Cross-domain iFrames can wreak havoc with javascript-heavy pages.   This is especially true of FCKEditor and HTMLArea which figure largely in several Sakai tools.  By "Cross Domain", we are talking about javascript domains. [ link to explanation of javascript domains and cross-site scripting ].  Javascript domains are by default the apparent host address of the webpage that delivers the javascript.  So if the webpage in question is e.g. http://www.bleh.blah.edu, then the domain is www.bleh.blah.edu. 

[ cross-site scripting restrictions ]

http://www.mozilla.org/projects/security/components/same-origin.html

  • attempts to change the domain (origin) of all the javascript
  • the hair-tearing experience with HTMLArea and FCKEditor
  • the solution: use Apache JKMounts to map Sakai into the same "domain" as MyUVa

 

Apache Configuration

Because we need to bring the sakai frames into the same javascript "domain" as the portal we decided to use Apache JkMounts.

  • Note that Apache 2.2 using mod_rewrite has more flexibility than previous versions of Apache using mod_jk in mapping AJP connectors into the server namespace.

Webservices Modifications

  • Loadbalancer issues introduced by webservices
  • Authentication Verification Callback
  • uPortal Session Synchronization
  • One-call webservices
    • webservice calls between uPortal and Sakai must be load-balanced, because of the nature of the loadbalancer, you can't load balance calls between two servers on the same network interface on the loadbalancer. Due to availability of ports of the loadbalancer, all the hosts are on the same interface behind the loadbalancer.

All The Moving Parts:

  1. The Sakai Portlet
    1. calls webservices for site list
    2. displays tabs [javascript/css]
    3. encrypts authentication token [crypto jars]
    4. paints sakai iframe
    5. passes authentication token
      1. by cookie
      2. by url parameter
  2. The Authentication Servlet Filter (Sakai) 
    1. decrypts authentication token (passed by cookie or parameter) [crypto jars]
    2. calls back to uPortal registration servlet
  3. Registration Servlet (uPortal) (optional?)
    1. verifies session is ok
    2. registers a HttpSessionBindingListener for callback [CallbackListener]
  4. Sakai container login
    1. uses REMOTE USER set from Servlet Filter
    2. Sakai site is displayed in iFrame
  5. uPortal-Sakai Logout synchronization (optional?)
    1. HttpSessionBindingListener calls Logout url on SakaiSession

 Modifications to uPortal Theme Stylesheet

Appendices

Appendix uPortal Configuration Details

uPortal: Apache Httpd and Tomcat

Each server is configured with one Apache httpd server (Apache-2.0.53?) in front of a tomcat container (tomcat-5.0.28?) connected by a local AJP 1.3 connector (mod_jk 1.2.17?).

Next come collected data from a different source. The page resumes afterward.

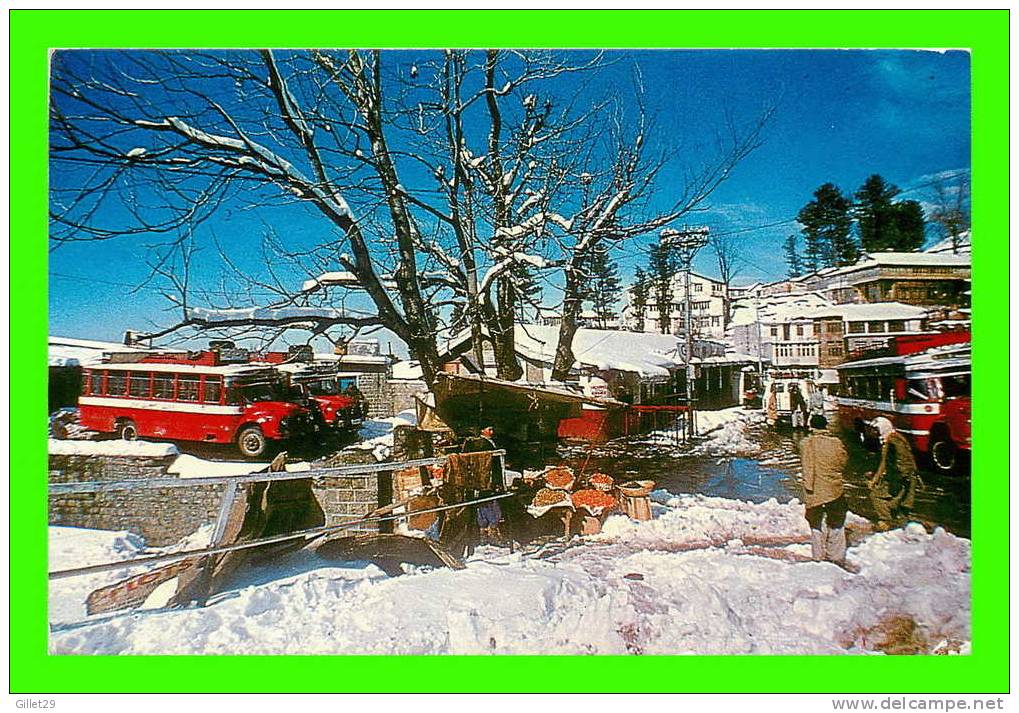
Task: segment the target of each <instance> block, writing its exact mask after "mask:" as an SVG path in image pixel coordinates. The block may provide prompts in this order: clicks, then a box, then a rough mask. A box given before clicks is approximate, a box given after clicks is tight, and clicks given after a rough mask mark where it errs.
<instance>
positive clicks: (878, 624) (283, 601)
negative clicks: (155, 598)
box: [50, 492, 970, 655]
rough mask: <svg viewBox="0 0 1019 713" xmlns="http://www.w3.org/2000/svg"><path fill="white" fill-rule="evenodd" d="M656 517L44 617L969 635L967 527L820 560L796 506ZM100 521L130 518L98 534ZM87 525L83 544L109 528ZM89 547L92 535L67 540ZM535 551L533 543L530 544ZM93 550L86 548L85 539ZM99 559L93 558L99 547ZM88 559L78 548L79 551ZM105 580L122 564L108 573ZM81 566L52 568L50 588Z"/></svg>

The apache httpd's provide the SSL (via mod_ssl).  All the servers use the same cert so as to appear as one server when served out through the load balancer (https://myuva.virginia.edu).

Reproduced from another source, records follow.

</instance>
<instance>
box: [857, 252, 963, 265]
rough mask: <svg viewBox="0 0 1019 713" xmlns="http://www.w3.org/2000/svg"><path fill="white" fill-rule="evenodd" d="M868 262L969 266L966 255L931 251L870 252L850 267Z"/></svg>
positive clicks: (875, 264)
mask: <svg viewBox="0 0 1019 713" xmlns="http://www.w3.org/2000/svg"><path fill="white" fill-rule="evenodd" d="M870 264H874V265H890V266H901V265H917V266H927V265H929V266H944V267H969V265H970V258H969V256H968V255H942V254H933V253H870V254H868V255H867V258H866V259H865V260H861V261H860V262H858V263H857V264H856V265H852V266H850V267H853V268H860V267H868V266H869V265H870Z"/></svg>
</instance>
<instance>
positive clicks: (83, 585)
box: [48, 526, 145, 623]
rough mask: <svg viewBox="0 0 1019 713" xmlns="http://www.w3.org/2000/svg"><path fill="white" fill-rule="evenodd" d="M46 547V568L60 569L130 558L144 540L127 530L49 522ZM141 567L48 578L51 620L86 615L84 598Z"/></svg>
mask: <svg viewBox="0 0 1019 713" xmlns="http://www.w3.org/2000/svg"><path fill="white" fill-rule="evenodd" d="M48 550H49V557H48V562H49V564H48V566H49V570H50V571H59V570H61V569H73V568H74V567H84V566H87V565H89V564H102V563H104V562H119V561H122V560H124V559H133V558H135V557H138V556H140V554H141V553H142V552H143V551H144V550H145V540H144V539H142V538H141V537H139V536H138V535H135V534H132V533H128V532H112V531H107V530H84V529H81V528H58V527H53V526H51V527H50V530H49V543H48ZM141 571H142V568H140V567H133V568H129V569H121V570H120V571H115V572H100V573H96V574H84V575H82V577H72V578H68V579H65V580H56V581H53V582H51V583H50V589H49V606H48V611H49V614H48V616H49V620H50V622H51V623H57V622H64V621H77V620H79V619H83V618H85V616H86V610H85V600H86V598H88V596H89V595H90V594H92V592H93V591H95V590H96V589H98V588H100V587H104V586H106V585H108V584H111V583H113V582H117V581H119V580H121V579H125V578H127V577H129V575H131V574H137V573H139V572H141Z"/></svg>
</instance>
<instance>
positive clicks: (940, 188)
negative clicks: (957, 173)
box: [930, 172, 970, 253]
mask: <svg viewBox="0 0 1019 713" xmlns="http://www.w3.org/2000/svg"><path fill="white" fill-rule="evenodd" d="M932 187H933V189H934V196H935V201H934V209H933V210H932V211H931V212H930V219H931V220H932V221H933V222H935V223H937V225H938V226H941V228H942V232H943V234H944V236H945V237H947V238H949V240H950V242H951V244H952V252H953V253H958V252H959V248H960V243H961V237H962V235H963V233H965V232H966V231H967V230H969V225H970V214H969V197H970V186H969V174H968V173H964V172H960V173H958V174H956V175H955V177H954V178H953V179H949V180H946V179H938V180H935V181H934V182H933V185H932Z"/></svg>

We also make use of several Apache Modules (e.g. mod_pubcookie, mod_rewrite) to accomplish things that we could not have done with Tomcat alone. 

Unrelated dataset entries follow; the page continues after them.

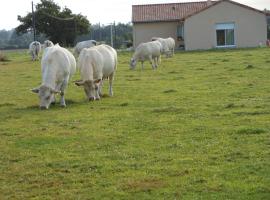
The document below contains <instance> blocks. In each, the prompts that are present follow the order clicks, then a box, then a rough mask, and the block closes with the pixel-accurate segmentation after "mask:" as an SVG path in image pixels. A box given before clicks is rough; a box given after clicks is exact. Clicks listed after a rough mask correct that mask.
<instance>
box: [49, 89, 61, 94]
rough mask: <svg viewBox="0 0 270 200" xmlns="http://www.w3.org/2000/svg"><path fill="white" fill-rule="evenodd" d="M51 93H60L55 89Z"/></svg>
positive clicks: (58, 91)
mask: <svg viewBox="0 0 270 200" xmlns="http://www.w3.org/2000/svg"><path fill="white" fill-rule="evenodd" d="M51 93H54V94H60V93H61V92H60V91H59V90H56V89H51Z"/></svg>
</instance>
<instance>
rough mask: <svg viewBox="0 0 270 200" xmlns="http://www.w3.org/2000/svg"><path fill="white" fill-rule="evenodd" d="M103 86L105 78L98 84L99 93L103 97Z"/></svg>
mask: <svg viewBox="0 0 270 200" xmlns="http://www.w3.org/2000/svg"><path fill="white" fill-rule="evenodd" d="M102 87H103V80H101V81H100V83H99V86H98V94H99V96H101V97H102Z"/></svg>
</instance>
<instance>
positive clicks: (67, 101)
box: [15, 99, 81, 111]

uPortal PubCookie Authentication

Authentication into MyUVa is implemented using PubCookie Authentication.   The mod_pubcookie (3.3.0a) Apache module is used in Apache httpd to provide the container authentication.   We also provide other password-based means of authentication into our uPortal (including even authentication against Sakai webservices).  The Sakai-uPortal authentication mechanism does not rely on PubCookie for authentication.

uPortal Load Balancing

MyUVa utilizes 3 webservers and one database server.  The webservers are load balanced using a hardware load balancer (Cisco LocalDirector).  Currently we are using  "SSL-ID sticky" session stickiness although we have encountered some potential bugs associated with doing so.  We are considering switching to a different session-stickiness mechanism.  [ lexplanation of session stickiness? ].  Round-robin session distribution is used, and we find that it yields the most even load-balancing in production, especially in light of the usage pattern of the portal.